Da die Schienen sehr genau angepasst werden, kann es passieren, dass sie nach eine neuen Füllung oder Krone, die während der Behandlung erforderlich wird, nicht mehr passen.

Nach Prof. Miethke funktioniert die Behandlung mit der Plastikschiene wie eine "Kontaktlinse" für die Zähne. Zunächst nimmt der behandelnde Kieferorthopäde Silikonabdrücke, Röntgenbilder und Fotos von Ober- und Unterkiefer des Patienten. Dann wird die halbe Welt in die Gebisskorrektur eingeschaltet: In den USA macht Align-Technology mittels der Daten ein 3-D-Modell. Dieses wird nach Pakistan übermittelt, wo anhand eines simulierten Ausgangsmodells die einzelnen Therapieschritte berechnet werden. Mit Hilfe dieser Grundlage stellt man dann in Mexiko die Plastikschienen her. Insgesamt dauert der Herstellungsprozess runde vier Wochen. Die Kosten der ganzen Behandlung liegen nach Angaben von Align-Technology bei rund 3000 bis 5000 Euro.

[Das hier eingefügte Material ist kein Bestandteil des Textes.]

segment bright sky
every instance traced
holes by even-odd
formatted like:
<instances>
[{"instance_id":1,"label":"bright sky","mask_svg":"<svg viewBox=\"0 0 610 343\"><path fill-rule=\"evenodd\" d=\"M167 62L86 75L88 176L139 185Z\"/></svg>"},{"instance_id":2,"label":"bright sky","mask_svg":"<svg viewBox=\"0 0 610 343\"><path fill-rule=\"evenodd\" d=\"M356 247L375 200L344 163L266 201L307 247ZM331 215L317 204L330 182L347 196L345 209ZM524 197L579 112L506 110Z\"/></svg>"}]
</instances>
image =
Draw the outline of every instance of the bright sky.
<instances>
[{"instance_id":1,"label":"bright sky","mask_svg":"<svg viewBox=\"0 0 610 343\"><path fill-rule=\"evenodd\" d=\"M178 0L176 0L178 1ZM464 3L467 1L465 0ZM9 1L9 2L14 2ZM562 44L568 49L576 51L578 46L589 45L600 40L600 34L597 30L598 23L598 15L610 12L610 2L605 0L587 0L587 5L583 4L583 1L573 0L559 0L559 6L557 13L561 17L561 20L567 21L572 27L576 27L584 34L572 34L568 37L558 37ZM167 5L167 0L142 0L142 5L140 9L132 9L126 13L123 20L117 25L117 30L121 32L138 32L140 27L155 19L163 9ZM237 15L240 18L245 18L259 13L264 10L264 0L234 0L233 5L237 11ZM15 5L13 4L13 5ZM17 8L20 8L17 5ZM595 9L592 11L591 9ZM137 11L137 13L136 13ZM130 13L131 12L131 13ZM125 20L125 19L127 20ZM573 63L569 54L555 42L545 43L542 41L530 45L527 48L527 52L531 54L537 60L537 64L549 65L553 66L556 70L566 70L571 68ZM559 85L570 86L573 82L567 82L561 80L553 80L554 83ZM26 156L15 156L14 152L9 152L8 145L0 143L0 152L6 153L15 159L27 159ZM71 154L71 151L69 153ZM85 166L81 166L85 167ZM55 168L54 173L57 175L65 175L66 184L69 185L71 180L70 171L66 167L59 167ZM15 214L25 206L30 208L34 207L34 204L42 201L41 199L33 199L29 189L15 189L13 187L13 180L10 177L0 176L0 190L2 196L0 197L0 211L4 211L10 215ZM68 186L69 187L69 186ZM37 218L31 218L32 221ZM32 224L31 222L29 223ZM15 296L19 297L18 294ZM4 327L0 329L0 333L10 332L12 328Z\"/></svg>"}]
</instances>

Weshalb sich Zähne überhaupt bewegen lassen

Zähne sind keineswegs in den Kieferknochen fest eingewachsen, sondern von Natur aus beweglich. Die Verankerung im Kiefer übernehmen spezielle Kollagenfasern (Sharpey-Fasern). Daran sind die Zähne beweglich aufgehängt und festgehalten. Deshalb können Zähne auch "wandern" und ihre Stellung, unabhängig vom Alter, von sich aus verändern. Das kann zum Beispiel der Fall sein beim Durchbruch der Weisheitszähne, wenn auch keineswegs in dem gravierenden Umfang, wie man das früher angenommen hatte, oder bei andauernden Fehlbelastungen.

Diese Gegebenheiten macht sich die Kieferorthopädie zunutze. Mit Zahnspangen für Erwachsene gelingt es ihr, Zähne in alle Richtungen zu bewegen. Der Behandlungserfolg ist allerdings sehr stark von der Mitarbeit des Patienten abhängig. Die Tragezeiten müssen unbedingt eingehalten werden, da sonst die Zähne wieder in ihre alte Position zurückwandern können.